Guardare le fotografie per quello che sono.

Di recente nella cronaca italiana è apparsa la fotografia di un poliziotto in tenuta antisommossa che tiene tra le mani la testa di una donna africana in evidente stato di sofferenza. La fotografia è stata diffusa come simbolo dell'animo gentile, si scrive di "carezza", di un poliziotto verso coloro che ha l'ordine di reprimere. Altre fotografie prese quel giorno mostrano gli stessi protagonisti, ma qui il poliziotto ha il braccio alzato, come a intimare duramente alla donna di andarsene.

Questo è solo un caso, ma vale per qualsiasi fotografia, quando si tenta di legarne il senso alla cronaca di un evento. Nessuna fotografia è in grado di dimostrare nulla. Non è nel potere di un'immagine prelevata durante un certo tempo di esposizione.
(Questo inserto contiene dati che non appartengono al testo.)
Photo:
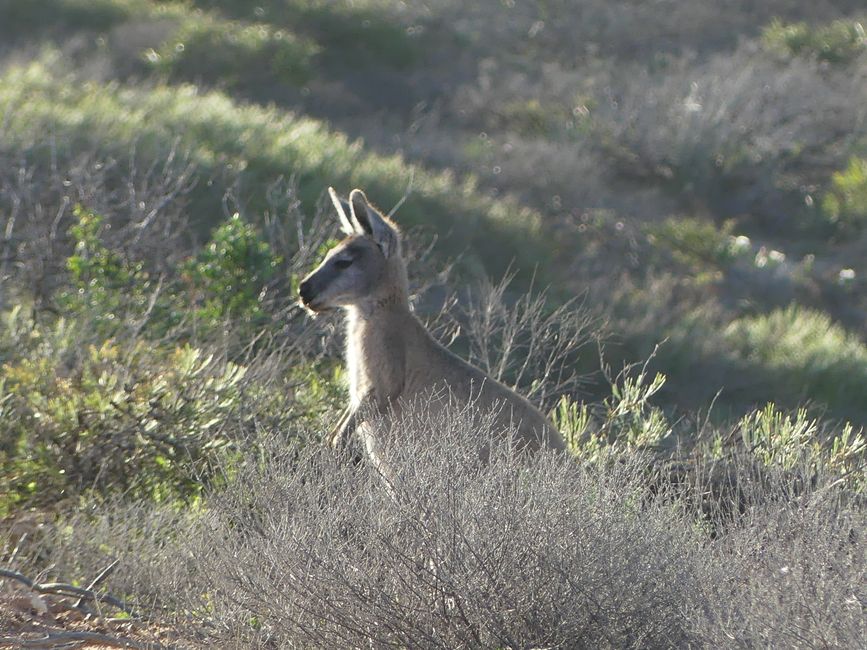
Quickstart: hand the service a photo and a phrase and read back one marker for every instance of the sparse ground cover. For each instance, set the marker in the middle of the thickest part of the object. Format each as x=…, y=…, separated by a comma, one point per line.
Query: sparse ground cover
x=693, y=172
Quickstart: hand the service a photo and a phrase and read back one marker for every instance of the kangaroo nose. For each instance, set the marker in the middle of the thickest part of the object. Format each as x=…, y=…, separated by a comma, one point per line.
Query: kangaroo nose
x=305, y=291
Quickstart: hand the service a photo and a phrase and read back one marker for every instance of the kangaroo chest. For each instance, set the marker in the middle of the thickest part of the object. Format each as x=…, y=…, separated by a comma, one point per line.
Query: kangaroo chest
x=375, y=360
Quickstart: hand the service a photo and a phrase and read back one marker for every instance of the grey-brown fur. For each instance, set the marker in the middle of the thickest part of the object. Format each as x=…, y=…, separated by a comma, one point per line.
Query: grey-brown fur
x=391, y=358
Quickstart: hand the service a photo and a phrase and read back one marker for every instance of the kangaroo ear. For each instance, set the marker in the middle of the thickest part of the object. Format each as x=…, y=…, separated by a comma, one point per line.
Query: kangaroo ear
x=380, y=228
x=344, y=211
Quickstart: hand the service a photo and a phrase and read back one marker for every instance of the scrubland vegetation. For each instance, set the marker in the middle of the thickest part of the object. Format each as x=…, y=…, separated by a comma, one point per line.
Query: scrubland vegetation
x=648, y=217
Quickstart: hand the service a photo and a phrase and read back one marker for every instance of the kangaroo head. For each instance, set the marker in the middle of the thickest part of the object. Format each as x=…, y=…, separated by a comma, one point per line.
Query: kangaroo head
x=366, y=268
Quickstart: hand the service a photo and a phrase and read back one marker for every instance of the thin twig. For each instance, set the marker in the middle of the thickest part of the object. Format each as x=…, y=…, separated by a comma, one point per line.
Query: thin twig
x=107, y=571
x=54, y=639
x=64, y=589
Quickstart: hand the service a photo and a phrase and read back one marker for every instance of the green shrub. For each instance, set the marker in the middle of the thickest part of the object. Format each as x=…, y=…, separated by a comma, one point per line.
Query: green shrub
x=205, y=48
x=109, y=290
x=695, y=243
x=264, y=144
x=845, y=202
x=109, y=417
x=807, y=355
x=836, y=42
x=627, y=420
x=228, y=278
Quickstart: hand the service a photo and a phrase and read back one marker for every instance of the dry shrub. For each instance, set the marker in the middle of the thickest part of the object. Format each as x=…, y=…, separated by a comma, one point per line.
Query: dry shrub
x=302, y=549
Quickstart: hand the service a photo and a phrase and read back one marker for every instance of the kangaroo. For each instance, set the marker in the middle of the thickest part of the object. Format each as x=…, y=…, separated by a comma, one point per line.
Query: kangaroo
x=391, y=358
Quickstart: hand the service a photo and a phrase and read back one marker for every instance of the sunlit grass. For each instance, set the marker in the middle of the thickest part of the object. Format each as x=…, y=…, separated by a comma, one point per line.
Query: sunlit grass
x=263, y=144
Essa si limita a descrivere nel suo limitato sistema tecnologico ciò che sta davanti all'obiettivo per un tempo dato e basta.

Tornando all'esempio d'apertura del post, quella fotografia ci descrive, da un preciso punto di vista e nei limiti di quanto la focale, il tempo d'esposizione e la luce del momento potevano consentire, come sembra un essere umano vestito da poliziotto antisommossa nel 2017 a Roma; come sembra una donna dell'Africa orientale nel 2017 a Roma. Geotaggando la fotografia possiamo essere più precisi ancora: come sembrano quel giorno, a quell'ora in quel luogo. Andare oltre ed attribuire simboli, senso, motivazioni, significati, vuol dire non comprendere che si sta guardando una fotografia e pensare di poterla guardare come fosse un dipinto, un'illustrazione, un'immagine tradizionale, frutto della volontà e delle idee di un preciso essere umano che di quell'immagine ha deciso e realizzato ogni suo dettaglio.

Forse a quasi ormai due secoli dalla loro comparsa nel mondo delle immagini, si potrebbe pure iniziare a guardare le fotografie per quello che sono.